Impact of Long-Term Low Dose Antibiotic Prophylaxis on Gut Microbiota in Children.

We evaluated the effect of long-term low dose antibiotic prophylaxis on children's gut microbiota. We conducted 16S ribosomal RNA gene sequencing using stool samples from 35 patients younger than 3 years old (median age 5.2 months; male-to-female ratio 17:18) who underwent antibiotic treatment during the acute phase of febrile urinary tract infection. Samples were collected at 5 time points, ie before, during and at 1 to 2, 3 to 4, and 5 to 6 months after febrile urinary tract infection onset and antibiotic treatment. Continuous antibiotic prophylaxis using trimethoprim-sulfamethoxazole was initiated in 23 patients with grade III or higher vesicoureteral reflux and was not administered in 12 patients without reflux. Within 2 weeks after initiation of treatment for febrile urinary tract infection almost all enteric bacteria belonged to the order Lactobacillales, and gut microbiota diversity decreased compared to the pretreatment level (average Shannon index 2.9 before treatment, 1.4 during treatment).
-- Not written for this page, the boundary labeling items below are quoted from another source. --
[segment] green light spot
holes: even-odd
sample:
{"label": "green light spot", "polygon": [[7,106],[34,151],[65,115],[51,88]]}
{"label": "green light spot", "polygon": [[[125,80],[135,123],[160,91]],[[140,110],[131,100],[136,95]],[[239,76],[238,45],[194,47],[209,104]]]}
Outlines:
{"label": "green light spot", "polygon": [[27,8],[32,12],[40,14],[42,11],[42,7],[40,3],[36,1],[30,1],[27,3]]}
The diversity recovered within 1 to 2 months after febrile urinary tract infection onset in both groups. Diversity was maintained during the study period in both groups (p=0.43). A smaller proportion of gut microbiota component belonged to the order Enterobacteriales (p=0.002) in the antibiotic prophylaxis group. Our results revealed that patients receiving continuous antibiotic prophylaxis had normal gut microbiota diversity, indicating that the effect of trimethoprim-sulfamethoxazole on gut microbiota was insignificant. Furthermore, prophylaxis with trimethoprim-sulfamethoxazole might selectively suppress the growth of bacteria belonging to the order Enterobacteriales, such as Escherichia coli and Klebsiella species, which are the main causative bacteria of febrile urinary tract infections.